So, long-time readers, I have some big news: this winter, I have been offered the opportunity to partner with Outdoor Research (“OR”) as part of their Outdoor Research Insight Lab (#ORInsightLab) initiative. Chances are if you follow me on Twitter, or listen to me on In Ice Axe We Trust, you already knew this, but as it’s still exciting to me, I wanted to announce it again. What this means is that OR has provided me with some of their gear to test; and in exchange, they are expecting some of my pithy insights as to how the gear performs in the field. This is win-win for everyone – I get to try new gear, which will prevent me from getting hypothermia from my old, patched up gear that has rips, tears, and marmot bite holes; OR gets to see how the gear performs when put through a Mad Max/Ninja Mountaineer lifestyle; and you, the reader get my insights on whether the gear works or whether the gear fails. If you know me, you know my reputation for honesty about wilderness conditions: if it’s dangerous, I let you know; if it’s safe I let you know; if it’s rated strenuous and it’s a cakewalk, I let you know; and on just about anything, I let you know. I’ll be applying this same rigorous filter to the gear; but in terms of full disclosure, I am testing this gear for OR, so as always – apply your own filter to what I say, even though you should always take my word verbatim. (Just kidding!)
One of the first pieces of gear I’ve been testing is the OR Valhalla Jacket.
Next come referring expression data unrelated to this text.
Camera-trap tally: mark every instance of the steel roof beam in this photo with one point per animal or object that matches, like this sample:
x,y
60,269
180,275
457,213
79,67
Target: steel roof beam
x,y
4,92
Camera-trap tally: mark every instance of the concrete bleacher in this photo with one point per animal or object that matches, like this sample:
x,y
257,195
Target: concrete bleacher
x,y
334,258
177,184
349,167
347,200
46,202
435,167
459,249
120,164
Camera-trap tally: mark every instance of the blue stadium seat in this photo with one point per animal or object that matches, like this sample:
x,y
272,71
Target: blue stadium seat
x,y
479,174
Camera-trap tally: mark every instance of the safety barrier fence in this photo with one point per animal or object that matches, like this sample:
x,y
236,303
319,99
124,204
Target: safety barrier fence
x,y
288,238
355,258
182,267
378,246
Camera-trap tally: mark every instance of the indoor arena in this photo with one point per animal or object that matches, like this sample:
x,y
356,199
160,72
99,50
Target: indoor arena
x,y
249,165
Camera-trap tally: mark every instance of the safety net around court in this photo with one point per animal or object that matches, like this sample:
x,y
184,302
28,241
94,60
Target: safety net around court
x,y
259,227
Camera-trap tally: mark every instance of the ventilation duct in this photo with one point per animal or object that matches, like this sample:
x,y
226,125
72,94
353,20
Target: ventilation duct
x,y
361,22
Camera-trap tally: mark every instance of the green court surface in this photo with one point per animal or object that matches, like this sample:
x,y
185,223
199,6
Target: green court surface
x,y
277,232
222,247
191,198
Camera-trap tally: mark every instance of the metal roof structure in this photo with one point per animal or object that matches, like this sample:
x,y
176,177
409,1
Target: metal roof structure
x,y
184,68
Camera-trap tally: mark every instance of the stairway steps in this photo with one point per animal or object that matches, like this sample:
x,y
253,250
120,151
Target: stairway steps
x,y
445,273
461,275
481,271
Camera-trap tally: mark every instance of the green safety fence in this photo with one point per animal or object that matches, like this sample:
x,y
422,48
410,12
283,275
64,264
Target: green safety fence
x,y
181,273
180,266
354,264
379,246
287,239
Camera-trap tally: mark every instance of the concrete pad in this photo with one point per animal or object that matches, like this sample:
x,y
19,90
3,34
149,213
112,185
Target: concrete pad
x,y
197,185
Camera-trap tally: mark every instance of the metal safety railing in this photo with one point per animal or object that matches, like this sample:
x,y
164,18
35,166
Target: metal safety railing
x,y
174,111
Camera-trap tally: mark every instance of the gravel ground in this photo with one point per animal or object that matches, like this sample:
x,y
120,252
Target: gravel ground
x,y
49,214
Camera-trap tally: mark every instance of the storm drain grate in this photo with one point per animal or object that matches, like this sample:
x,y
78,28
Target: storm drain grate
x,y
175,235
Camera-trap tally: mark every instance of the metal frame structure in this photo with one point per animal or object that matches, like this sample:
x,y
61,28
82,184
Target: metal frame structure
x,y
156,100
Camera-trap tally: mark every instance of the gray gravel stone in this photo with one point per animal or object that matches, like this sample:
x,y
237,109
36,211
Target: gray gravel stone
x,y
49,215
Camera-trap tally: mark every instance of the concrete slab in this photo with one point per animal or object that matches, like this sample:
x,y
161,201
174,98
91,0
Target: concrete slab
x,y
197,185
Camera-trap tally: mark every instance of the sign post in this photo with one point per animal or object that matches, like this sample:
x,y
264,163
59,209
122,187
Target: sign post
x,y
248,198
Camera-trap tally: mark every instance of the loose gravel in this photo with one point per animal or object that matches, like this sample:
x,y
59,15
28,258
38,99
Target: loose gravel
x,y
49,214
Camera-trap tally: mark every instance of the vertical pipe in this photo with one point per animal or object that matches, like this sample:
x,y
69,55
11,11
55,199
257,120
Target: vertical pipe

This is a lightweight jacket that is designed to be worn as atop a base layer alone; or as a mid-layer in colder conditions. The jacket is windproof; waterproof; and very lightweight. Personally, I think I could stop the review here as those three factors are huge positives in my book, but rather than let the jacket rest on those laurels, and on how it looked on me when I wore it around my house, I took it out into the mountains to see how it held up. My first trial run of the jacket was in the John Muir Wilderness a couple weeks ago when I climbed up to the Meysan Lakes. The conditions? Sunny, 20-35 degrees, with patchy snow and ice. Throughout the day, the jacket kept me very warm as I covered over thirteen miles of distance and gained over 3,500 feet of elevation. At times when I was hot, I was able to utilize one of the many vent zips that OR has put on the jacket to keep my core temperature level.
After this trial run, I was impressed. Even more impressive was the fact that when I checked the jacket over that night, there were no rips or dings from the brush, rock, and other obstacles I had to pass through during the cross-country sections I had traversed. But – rather than let the jacket rest on those laurels, I took it out again this last weekend when I was doing the Phoenix Summit Challenge. The conditions? Rain, wind, and variable temperatures in the 45-60 degree range. Throughout the day, the wind was not a factor; and the rain stayed out of the jacket as I covered twenty miles of distance and gained over 4,000 combined feet of elevation. Again, at times when I did start to overheat, I simply utilized one of the many vent zippers, and was able to regulate my temperature effectively.
So – while my tests will continue, after thirty plus miles traveled in rain, wind, snow, and ice, in elevations from 0-12,000 feet, I’m ready to give you my thoughts: this is an excellent piece of gear for that base winter or mid-layer winter layer. The only drawback I found with the jacket is that the sleeves run a little long – I have long arms, and the sleeves are slightly long on me; but with great cuff seals, this is a minor issue at best. In conclusion, I give this jacket high marks, my recommendation, and like Justin Lukasavige, I guarantee you’ll be pondering the mythical connotations surrounding it should you acquire one for yourself.